One useful framework for building an analytic development life cycle comes from considering how software projects are generally run today, and applying those same principles to data science assets. As industry leaders, Open Data Group has come to understand what it means to design an ideal analytic development life cycle for our customers by applying those same principles. In addition, we have identified some of the common pitfalls to avoid that will impede your analytic journey. Most issues come from the different focus and ownership of each stage, which may reside with different people and a lack of well-defined processes. Some of the more overlooked considerations include:
- Data compliance – Data will come from different sources across the analytic development life cycle journey. For example, Dev may leverage smaller, curated data sets while production is exposed to the more natural and wild data. It’s possible each stage may even find different name mappings of the same data. It’s important to require the model creator (e.g. the data science team) to define the schema for their model.
- Model code is execution ready – another large issue is that the Dev environment may leverage different tooling and software from the downstream process steps. It’s important to give the model creation team a requirement to PROVE the model is execution ready, in the production execution framework chosen by the organization.
- Model is safe – the organization should provide processes and tooling to ensure to every extent possible the model is safe for execution.
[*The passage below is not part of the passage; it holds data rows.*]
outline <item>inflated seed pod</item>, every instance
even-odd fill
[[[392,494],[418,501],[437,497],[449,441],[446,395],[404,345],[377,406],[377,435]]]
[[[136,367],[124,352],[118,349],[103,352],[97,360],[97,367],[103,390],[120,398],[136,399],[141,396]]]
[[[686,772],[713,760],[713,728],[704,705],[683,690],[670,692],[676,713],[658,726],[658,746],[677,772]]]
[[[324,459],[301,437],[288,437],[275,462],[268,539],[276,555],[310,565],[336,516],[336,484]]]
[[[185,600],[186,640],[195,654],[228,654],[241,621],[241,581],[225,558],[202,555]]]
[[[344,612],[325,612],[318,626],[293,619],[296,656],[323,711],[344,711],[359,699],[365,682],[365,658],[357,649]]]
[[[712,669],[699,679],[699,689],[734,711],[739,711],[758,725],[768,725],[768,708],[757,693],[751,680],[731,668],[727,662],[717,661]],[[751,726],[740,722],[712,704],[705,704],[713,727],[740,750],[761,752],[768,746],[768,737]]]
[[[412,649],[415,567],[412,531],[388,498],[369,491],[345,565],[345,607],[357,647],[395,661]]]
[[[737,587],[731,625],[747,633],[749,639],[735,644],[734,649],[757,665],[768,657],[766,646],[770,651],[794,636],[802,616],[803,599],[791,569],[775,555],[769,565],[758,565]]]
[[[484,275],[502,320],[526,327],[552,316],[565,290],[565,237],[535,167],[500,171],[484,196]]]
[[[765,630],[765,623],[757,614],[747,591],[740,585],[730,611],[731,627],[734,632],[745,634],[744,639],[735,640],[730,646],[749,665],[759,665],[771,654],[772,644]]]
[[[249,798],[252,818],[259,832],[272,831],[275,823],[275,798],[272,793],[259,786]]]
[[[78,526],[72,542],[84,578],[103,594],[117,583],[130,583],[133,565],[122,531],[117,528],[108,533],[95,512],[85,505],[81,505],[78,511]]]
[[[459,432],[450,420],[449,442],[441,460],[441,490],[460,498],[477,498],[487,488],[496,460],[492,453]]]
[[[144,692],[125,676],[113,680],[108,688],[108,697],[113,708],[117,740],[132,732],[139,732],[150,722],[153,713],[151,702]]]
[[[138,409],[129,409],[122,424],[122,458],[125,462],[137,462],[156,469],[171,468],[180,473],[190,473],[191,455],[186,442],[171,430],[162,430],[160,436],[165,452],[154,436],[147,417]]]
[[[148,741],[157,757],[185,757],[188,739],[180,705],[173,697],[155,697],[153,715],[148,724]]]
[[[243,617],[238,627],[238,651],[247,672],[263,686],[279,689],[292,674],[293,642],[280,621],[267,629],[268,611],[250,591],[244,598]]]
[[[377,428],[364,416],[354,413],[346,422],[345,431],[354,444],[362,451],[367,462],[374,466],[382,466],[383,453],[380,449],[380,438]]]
Teams should be able to enforce library restrictions, have registered images of containers, and provide clear documentation of the underlying assets to prevent unwanted access or operations from impacting mission critical systems.
- Model is governed – as analytic assets become more like IP, and as they solve for business cases that may be regulated, organizations must develop the ability to track and maintain model lineage and metadata. Questions like “what data was used to train this model?” and “which libraries were used in producing these scores?” should be easily and readily answered.
- Model is monitored – business teams will expect to know if and when an issue occurs with their mission critical analytic. Systems of data capture, monitoring systems and data logging should be in place to allow for intelligent action, alerts and automated responses when an issue is found.
In the end, it starts to become apparent that a standard, agnostic way to execute, monitor and manage each analytic asset is required. New approaches, such as combining FastScore, by Open Data Group with a well thought out analytic development life cycle, allows for the journey of analytic models to move and organically scale with the production needs of the organization. The right deployment approach will be agnostic to other choices in the enterprise and will be capable of enabling the analytic development life cycle that is required for long-term value creation from the analytics investment.